Computer chess

1990s pressure-sensory chess computer with LCD screen

Computer chess includes both hardware (dedicated computers) and software capable of playing chess. Computer chess provides opportunities for players to practice even in the absence of human opponents, and also provides opportunities for analysis, entertainment and training. Computer chess applications that play at the level of a chess grandmaster or higher are available on hardware from supercomputers to smart phones. Standalone chess-playing machines are also available. Stockfish, Leela Chess Zero, GNU Chess, Fruit, and other free open source applications are available for various platforms.

Computer chess applications, whether implemented in hardware or software, utilize different strategies than humans to choose their moves: they use heuristic methods to build, search and evaluate trees representing sequences of moves from the current position and attempt to execute the best such sequence during play. Such trees are typically quite large, thousands to millions of nodes. The computational speed of modern computers, capable of processing tens of thousands to hundreds of thousands of nodes or more per second, along with extension and reduction heuristics that narrow the tree to mostly relevant nodes, make such an approach effective.

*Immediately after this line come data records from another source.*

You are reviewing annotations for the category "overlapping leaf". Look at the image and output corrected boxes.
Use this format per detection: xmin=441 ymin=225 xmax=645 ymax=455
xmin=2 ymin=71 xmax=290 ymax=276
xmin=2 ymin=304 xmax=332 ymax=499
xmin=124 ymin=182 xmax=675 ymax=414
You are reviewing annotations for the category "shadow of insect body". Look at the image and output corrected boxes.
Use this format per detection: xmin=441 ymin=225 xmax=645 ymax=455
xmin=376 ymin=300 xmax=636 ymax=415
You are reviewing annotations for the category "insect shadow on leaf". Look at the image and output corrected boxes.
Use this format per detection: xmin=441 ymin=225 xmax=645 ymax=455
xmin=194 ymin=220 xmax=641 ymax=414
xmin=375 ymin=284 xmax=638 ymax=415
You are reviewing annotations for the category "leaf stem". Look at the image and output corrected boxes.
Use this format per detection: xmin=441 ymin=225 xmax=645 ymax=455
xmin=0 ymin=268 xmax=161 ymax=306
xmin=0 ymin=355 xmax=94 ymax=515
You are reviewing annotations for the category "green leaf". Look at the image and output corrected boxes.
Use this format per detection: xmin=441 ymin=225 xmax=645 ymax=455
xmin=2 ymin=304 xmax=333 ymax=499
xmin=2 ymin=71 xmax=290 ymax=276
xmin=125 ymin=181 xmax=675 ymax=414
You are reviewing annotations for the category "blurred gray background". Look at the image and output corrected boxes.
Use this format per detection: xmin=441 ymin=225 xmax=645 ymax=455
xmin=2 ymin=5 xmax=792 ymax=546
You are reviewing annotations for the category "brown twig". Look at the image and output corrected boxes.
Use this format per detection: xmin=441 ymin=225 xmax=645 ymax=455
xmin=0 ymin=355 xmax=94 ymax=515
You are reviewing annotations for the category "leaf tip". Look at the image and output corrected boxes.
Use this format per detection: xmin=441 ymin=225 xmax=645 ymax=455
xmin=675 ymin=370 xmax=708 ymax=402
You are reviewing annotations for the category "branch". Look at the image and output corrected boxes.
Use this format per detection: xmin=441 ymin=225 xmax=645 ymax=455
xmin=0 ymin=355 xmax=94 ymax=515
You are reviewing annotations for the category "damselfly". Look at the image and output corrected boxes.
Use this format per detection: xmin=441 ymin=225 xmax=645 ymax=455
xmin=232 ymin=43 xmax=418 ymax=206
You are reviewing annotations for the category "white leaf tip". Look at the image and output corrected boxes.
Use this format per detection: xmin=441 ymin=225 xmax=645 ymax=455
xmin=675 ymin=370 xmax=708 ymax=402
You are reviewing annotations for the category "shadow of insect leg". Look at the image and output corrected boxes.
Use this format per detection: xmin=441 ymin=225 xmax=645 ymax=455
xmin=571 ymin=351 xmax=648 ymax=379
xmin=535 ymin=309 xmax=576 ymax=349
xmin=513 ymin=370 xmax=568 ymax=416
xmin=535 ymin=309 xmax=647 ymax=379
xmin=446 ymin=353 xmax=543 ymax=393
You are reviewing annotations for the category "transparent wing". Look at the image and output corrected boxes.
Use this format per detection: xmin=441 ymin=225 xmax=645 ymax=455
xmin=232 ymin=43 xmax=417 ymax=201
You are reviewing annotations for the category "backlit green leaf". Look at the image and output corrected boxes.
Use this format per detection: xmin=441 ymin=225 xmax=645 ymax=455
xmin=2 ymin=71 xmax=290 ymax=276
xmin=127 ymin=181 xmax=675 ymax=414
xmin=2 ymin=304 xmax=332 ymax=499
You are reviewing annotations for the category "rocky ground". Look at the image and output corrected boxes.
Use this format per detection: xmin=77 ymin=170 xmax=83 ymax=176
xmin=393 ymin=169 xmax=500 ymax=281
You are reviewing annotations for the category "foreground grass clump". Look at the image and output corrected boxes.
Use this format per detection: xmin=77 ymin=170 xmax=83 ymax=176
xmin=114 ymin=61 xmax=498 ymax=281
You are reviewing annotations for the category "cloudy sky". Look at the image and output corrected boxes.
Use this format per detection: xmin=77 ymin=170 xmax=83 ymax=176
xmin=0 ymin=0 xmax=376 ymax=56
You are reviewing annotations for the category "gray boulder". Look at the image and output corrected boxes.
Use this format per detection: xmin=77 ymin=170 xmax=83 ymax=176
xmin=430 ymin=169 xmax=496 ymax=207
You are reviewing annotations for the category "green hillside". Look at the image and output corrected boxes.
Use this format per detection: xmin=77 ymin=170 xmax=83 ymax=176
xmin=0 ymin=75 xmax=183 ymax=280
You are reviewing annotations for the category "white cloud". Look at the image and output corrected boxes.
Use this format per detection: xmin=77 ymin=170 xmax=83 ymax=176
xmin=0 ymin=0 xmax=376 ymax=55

The first chess machines capable of playing chess or reduced chess-like games were software programs running on digital computers early in the vacuum-tube computer age (1950s). The early programs played so poorly that even a beginner could defeat them. Within 40 years, in 1997, chess engines running on super-computers or specialized hardware were capable of defeating even the best human players. By 2006, programs running on desktop PCs had attained the same capability. In 2006, Monty Newborn, Professor of Computer Science at McGill University, declared: "the science has been done". Nevertheless, solving chess is not currently possible for modern computers due to the game's extremely large number of possible variations.[1]

Computer chess was once considered the "Drosophila of AI", the edge of knowledge engineering. The field is now considered a scientifically completed paradigm, and playing chess is a mundane computing activity.[2]

  1. ^ Sreedhar, Suhas (2 July 2007). "Checkers, Solved!". IEEE Spectrum. Institute of Electrical and Electronics Engineers.
  2. ^ Ensmenger, N. (2012). "Is chess the drosophila of artificial intelligence? A social history of an algorithm". Social Studies of Science. 42 (1): 5–30. doi:10.1177/0306312711424596. PMID 22530382. S2CID 968033.